CfP als PDF: "Strangeness as an Asset - Self-Reflexivity in Global Social and Development Policy"
7th European Workshops in International Studies Brussels, 1-4 July 2020
Submission of abstracts until 13/01/2020 through EISA
John Berten, University of Tübingen, john.berten@ifp.uni-tuebingen.de
Anna Wolkenhauer, University of Bremen, wolkenhauer@bigsss.uni-bremen.de
Aiming at reducing poverty, a myriad of specialised experts in international organisations and beyond produce large amounts of evidence in countries of the Global South, formulating policy recommendations based on ever more sophisticated models and tools designed to maximise effectiveness and ensure efficient spending for desired outcomes. Scholars of social policy and development frequently use quantitative knowledge as a research tool, without reflecting on the conditions of its production. Being closely intertwined, the spheres of policy and the academe in global social policy and development (GSP&D) provide an insightful example of the constitutive role of knowledge production for policies – and ultimately societal relations.
Yet, practices of knowledge and evidence production in GSP&D are undertheorised. Policy diffusion theory, for instance, assumes an unproblematic transmission of policies across borders, not offering insights on how experiences are turned into policy ideas in the first place or how policy knowledge is transformed into objects ready to be transferred to other sites. More particularly, it does not reflect on the limits and power implications of particular disciplines’ ways of knowledge production, including conceptions of objective and neutral knowledge.

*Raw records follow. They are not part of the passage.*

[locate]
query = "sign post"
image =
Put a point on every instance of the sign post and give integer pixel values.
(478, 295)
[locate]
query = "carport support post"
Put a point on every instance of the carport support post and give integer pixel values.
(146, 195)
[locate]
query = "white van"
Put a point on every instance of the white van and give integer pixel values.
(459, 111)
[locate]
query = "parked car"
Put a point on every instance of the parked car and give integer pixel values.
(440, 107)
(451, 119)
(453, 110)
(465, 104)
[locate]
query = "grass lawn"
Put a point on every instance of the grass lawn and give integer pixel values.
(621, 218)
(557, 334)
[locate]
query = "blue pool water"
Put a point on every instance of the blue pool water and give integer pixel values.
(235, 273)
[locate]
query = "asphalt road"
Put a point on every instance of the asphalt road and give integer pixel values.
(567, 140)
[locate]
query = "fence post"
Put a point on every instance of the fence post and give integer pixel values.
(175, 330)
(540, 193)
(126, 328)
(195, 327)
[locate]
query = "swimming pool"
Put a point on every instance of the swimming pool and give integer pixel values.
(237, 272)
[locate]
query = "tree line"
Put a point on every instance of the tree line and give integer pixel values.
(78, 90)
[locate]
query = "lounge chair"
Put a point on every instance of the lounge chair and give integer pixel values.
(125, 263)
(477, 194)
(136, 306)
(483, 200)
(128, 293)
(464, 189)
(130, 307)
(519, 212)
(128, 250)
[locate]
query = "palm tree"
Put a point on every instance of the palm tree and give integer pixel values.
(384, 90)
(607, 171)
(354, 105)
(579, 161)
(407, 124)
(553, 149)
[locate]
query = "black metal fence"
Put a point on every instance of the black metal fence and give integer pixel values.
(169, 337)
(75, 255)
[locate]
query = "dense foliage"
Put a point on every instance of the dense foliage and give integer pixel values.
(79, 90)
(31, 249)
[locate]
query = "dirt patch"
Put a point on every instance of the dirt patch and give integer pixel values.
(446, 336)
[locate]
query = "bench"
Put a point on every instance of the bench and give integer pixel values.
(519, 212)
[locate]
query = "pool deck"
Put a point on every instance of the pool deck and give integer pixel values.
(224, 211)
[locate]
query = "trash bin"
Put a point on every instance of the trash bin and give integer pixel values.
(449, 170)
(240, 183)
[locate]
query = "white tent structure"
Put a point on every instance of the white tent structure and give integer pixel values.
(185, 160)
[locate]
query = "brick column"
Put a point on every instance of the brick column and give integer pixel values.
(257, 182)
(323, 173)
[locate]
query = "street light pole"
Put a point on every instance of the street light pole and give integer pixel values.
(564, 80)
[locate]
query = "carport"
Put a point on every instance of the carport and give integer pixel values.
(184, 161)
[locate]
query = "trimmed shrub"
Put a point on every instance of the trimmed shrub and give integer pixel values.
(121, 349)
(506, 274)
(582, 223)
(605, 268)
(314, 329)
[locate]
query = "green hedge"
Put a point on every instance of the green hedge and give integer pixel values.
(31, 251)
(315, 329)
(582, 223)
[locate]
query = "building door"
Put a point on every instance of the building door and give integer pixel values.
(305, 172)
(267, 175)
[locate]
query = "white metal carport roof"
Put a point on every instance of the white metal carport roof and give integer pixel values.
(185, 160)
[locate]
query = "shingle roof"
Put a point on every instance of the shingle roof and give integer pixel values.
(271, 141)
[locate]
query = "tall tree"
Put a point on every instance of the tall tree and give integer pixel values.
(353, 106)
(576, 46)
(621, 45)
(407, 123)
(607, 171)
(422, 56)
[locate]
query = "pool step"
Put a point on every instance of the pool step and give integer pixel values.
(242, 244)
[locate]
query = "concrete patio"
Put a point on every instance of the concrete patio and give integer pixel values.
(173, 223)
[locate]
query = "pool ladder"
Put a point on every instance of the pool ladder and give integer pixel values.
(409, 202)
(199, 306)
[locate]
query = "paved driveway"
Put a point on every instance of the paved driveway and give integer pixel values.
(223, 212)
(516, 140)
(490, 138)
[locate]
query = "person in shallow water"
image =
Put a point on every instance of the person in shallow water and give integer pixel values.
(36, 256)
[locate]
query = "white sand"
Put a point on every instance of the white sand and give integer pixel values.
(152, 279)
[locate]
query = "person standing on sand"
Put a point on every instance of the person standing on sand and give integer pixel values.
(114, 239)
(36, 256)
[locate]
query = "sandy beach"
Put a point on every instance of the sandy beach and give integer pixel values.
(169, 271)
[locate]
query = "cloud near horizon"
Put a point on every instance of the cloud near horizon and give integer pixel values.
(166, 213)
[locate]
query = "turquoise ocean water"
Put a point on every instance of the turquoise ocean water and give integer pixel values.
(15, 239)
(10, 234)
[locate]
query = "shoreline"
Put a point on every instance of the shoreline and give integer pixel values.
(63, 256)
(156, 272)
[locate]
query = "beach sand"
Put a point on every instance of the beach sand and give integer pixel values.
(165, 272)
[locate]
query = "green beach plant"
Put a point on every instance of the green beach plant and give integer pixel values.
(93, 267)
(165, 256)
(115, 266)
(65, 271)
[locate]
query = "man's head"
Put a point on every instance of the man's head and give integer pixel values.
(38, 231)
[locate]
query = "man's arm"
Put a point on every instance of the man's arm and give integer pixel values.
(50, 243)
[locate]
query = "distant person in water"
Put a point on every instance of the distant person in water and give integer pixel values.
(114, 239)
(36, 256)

From studies inspired by STS we know that power and authority operate in (policy) knowledge production in various ways. As part of a 'politics by other means', (Latour 1988), the knowledge-policy relationship is characterized by assemblages between varied actors, technologies, materials and (performative) practices. Thereby, STS highlights that every knowing means transformation, because every representation of the 'world out there' is actually an intervention in the world, and not least the choice of one’s research methods has real effects.
Nowadays, IR reflexively debates its own colonial origins, racialised power relations and silencing of non-Western contributions. In a constructivist sense, reflexivity matters for critically examining knowledge-power relations within IR as a discipline itself, as well as for studying its research objects. Yet, to free reflexivity from its “meta-theoretical entrapment” (Hamati-Ataya 2013), theoretical elaborations need to be complemented by empirical studies of knowledge production in GSP&D, with the aim to imagine potentially more emancipatory research practices. Due to the intertwined roles of academics in the Global North and policy researchers operating in the Global South, the case of GSP&D is well suited for studying knowledge production from a self-reflexive stance – in IR and beyond.

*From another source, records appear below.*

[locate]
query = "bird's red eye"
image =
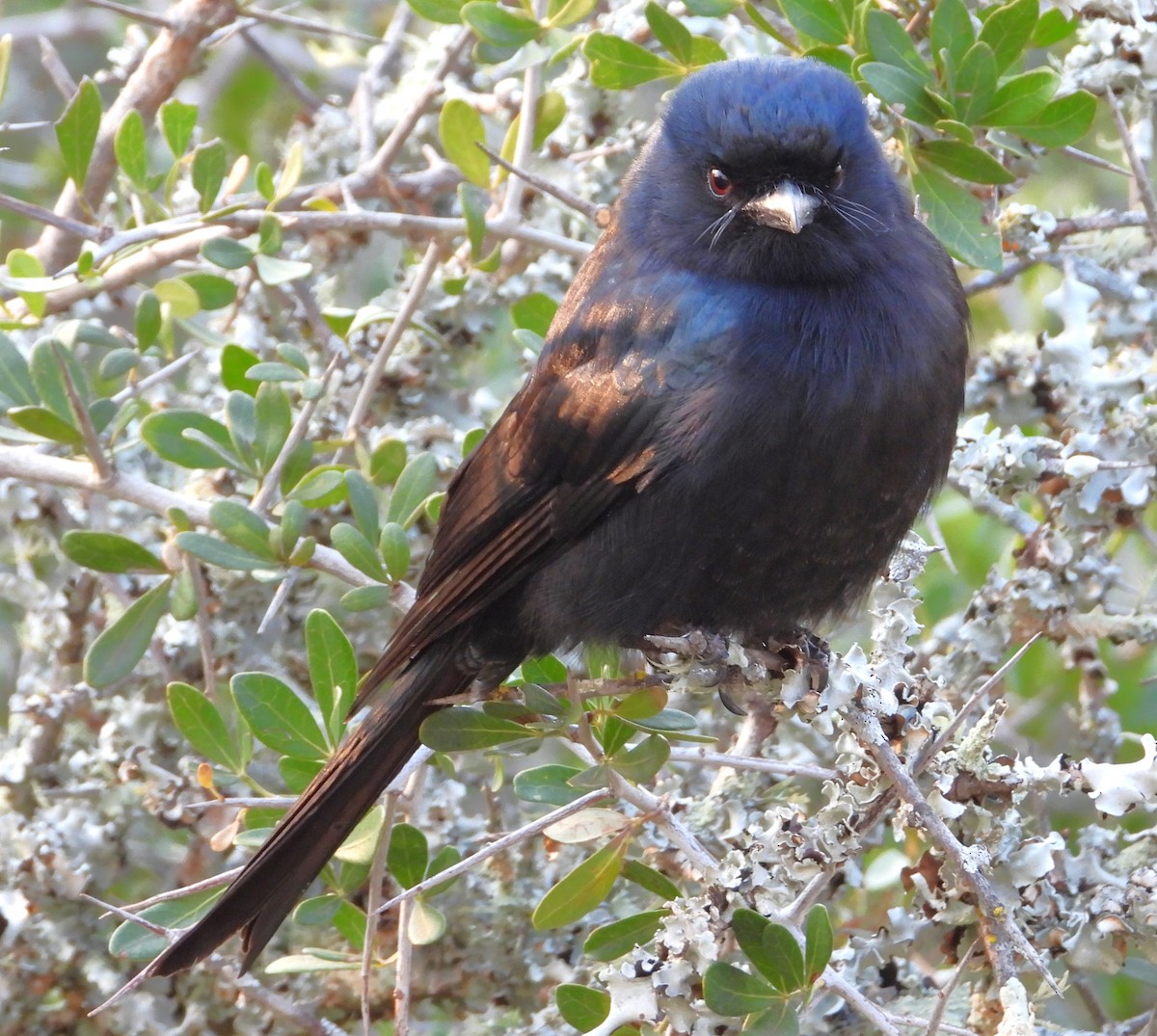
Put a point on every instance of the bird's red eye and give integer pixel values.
(718, 183)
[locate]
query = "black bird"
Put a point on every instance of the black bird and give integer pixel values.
(744, 400)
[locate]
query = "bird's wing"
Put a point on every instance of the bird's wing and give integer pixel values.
(583, 434)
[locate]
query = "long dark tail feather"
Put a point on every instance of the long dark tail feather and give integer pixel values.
(319, 821)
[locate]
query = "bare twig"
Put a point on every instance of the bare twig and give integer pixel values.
(59, 74)
(745, 762)
(1140, 173)
(136, 13)
(168, 60)
(531, 88)
(308, 98)
(43, 215)
(30, 465)
(393, 335)
(1007, 939)
(536, 827)
(588, 208)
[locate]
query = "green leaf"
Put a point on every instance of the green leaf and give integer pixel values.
(278, 717)
(235, 360)
(571, 12)
(121, 646)
(535, 312)
(1052, 27)
(952, 30)
(163, 435)
(888, 41)
(976, 82)
(130, 148)
(43, 422)
(548, 785)
(221, 554)
(670, 33)
(362, 844)
(900, 86)
(275, 420)
(105, 551)
(965, 161)
(148, 319)
(213, 291)
(957, 219)
(45, 369)
(498, 25)
(393, 545)
(321, 487)
(415, 485)
(1062, 122)
(15, 382)
(444, 12)
(408, 856)
(619, 65)
(5, 63)
(227, 253)
(273, 270)
(177, 123)
(819, 939)
(76, 131)
(819, 18)
(770, 947)
(651, 879)
(1008, 30)
(642, 762)
(202, 727)
(365, 598)
(427, 924)
(581, 1007)
(474, 202)
(208, 172)
(350, 543)
(272, 370)
(461, 729)
(461, 129)
(732, 993)
(1022, 98)
(179, 297)
(241, 526)
(134, 943)
(582, 890)
(619, 937)
(545, 670)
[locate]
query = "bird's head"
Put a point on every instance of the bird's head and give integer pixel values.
(764, 170)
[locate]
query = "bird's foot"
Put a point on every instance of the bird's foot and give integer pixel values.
(796, 651)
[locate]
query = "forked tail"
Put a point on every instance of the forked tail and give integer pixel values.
(319, 821)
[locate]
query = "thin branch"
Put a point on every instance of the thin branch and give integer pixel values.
(369, 174)
(536, 827)
(308, 98)
(1140, 173)
(276, 17)
(527, 114)
(134, 13)
(168, 60)
(762, 765)
(597, 213)
(59, 74)
(92, 440)
(406, 311)
(29, 465)
(43, 215)
(1007, 938)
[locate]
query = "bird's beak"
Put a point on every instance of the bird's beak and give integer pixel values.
(785, 208)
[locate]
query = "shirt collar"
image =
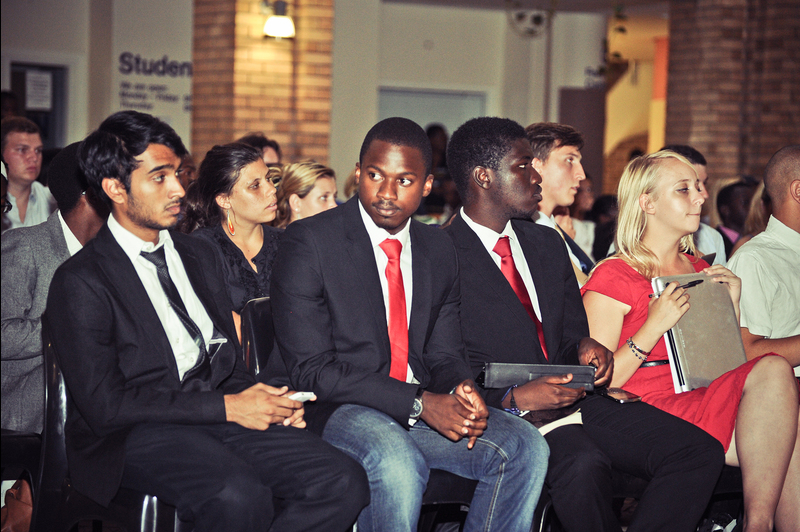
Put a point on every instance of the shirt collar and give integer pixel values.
(488, 237)
(378, 234)
(131, 244)
(73, 244)
(549, 221)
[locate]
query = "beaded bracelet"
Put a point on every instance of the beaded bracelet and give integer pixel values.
(513, 410)
(637, 351)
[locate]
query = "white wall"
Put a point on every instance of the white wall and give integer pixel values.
(411, 46)
(354, 95)
(51, 32)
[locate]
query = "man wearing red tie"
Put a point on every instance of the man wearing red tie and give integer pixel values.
(365, 305)
(521, 304)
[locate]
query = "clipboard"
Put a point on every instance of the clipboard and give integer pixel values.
(706, 342)
(502, 375)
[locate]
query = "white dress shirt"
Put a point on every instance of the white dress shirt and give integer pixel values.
(767, 265)
(489, 240)
(184, 349)
(376, 236)
(40, 205)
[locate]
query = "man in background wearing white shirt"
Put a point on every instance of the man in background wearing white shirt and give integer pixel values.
(768, 265)
(21, 146)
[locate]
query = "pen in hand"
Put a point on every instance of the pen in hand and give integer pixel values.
(684, 286)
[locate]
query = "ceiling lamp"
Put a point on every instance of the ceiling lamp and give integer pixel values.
(278, 24)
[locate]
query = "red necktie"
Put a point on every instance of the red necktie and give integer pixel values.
(503, 248)
(398, 324)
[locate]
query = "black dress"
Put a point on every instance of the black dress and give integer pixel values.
(242, 281)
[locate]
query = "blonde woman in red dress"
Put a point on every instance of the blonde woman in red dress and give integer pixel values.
(752, 410)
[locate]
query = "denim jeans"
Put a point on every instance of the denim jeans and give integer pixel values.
(509, 460)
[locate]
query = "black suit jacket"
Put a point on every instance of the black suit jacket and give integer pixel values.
(116, 359)
(495, 325)
(330, 319)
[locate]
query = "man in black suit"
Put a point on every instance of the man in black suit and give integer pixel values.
(160, 400)
(543, 322)
(365, 305)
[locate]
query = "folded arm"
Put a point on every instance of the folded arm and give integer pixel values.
(107, 361)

The workshop welcomes participants interested in exploring the myriad knowledge-power relationships in social policy and/or development, including possibilities for putting reflexivity into (research) action. Ideally, participants should be willing to contribute to a joint publication. Potential questions include:
How can we reflexively theorise knowledge-production in GSP&D?
- What theoretical approaches shed light on the intimate relationship between knowledge and power?
- How do different types of knowledge communicate in GSP&D?
- How can racial and postcolonial asymmetries be factored into the analysis?
- What kind of world are GSP&D scholars creating, and how? Are there alternatives?
How can IR’s meta-theoretical reflexivity inform emancipatory empirical research?
- What does self-reflexivity mean for our own (field) research?
- What kind of reflexive findings could matter for a world beyond the discipline of IR?